The biggest consideration to make is what career path you hope to take. If you have visions of an academic career, teaching at the collegiate level, a doctoral degree will be a must. If you would like to work in a mental health facility rather than a private practice, a master’s degree may be sufficient. For each career path within the field of psychology, there are minimum requirements that mandate what degree is necessary. Typically, individuals who plan to conduct research, teach at the collegiate level, or practice privately, will need to achieve a doctoral degree. While, individuals who plan to provide direct care in a facility, work in a government agency, practice in a drug rehabilitation center or work in early childhood education can become amply employed with a master’s degree in psychology.

How Much Time Will It Take to Earn a Psychology Degree?

If you hold a bachelor’s degree it typically takes between four and seven years to earn a doctoral degree of psychology. A Doctor of Philosophy (PhD) program is between five and seven years while a Doctor of Psychology (PsyD) program is between four and six years. A master’s degree in psychology can typically be earned in approximately two to three years.

How Much Will it Cost to Obtain my Graduate Psychology Degree?

There is a wide range in tuition costs across various colleges and universities. Factors like region, online versus traditional education and accolades or national ranking of the school are major factors in how much you can expect to spend on a graduate education in psychology. According to the American Psychological Association, the median tuition cost for a state resident of a public university is $7,104 in 2008-2009. This number more than doubles for out of state costs at $16,966. The median annual tuition for state residents in master’s degree departments at public universities was $5,343 in 2008-2009. This number almost triples to $13,088 for out of state applicants. **SAME LINK

Which Psychology Degree is Right for Me ?

In order to decide which degree is the ideal fit you must ask yourself the following questions:

1. What career path am I on?
2. How long do I want to spend earning my graduate degree?
3. How much do I want to spend (or borrow)?
4. What will be my return on investment (ROI)?
5. What are the regulations in my state on licensing and certification?

By answering these questions you can better arrive at your answer.
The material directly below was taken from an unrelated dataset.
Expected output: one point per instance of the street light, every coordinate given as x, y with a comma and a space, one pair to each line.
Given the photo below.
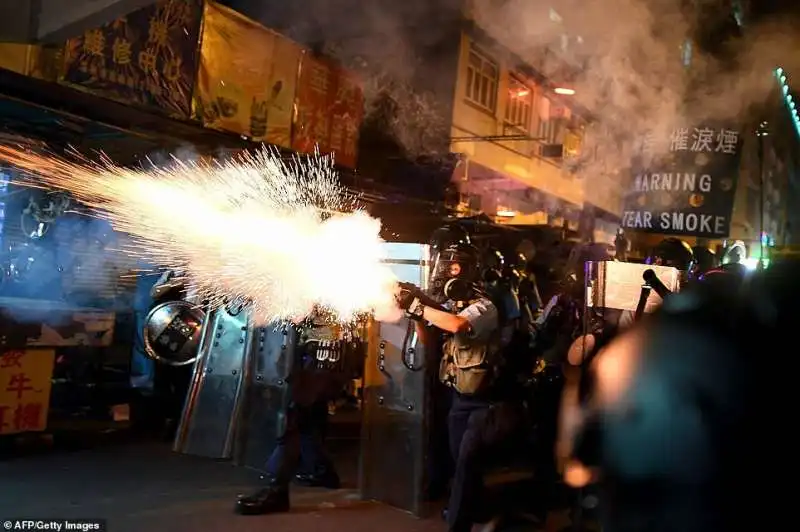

If you plan to pursue one of the careers that require a doctoral degree than a PsyD or PhD would be the appropriate degree. If you do not want to spend that much time or money, a master’s degree would be a better option. If the RIO is not enough with a master’s degree you might want to consider a doctoral degree. If your state mandates that you must have a doctorate in order to practice in the field you hope to pursue, you will then need a doctoral degree.

If you are aware of these very important factors and you weigh your options thoughtfully you should be able to determine whether a master’s degree or a doctoral degree in psychology is the ideal degree for you.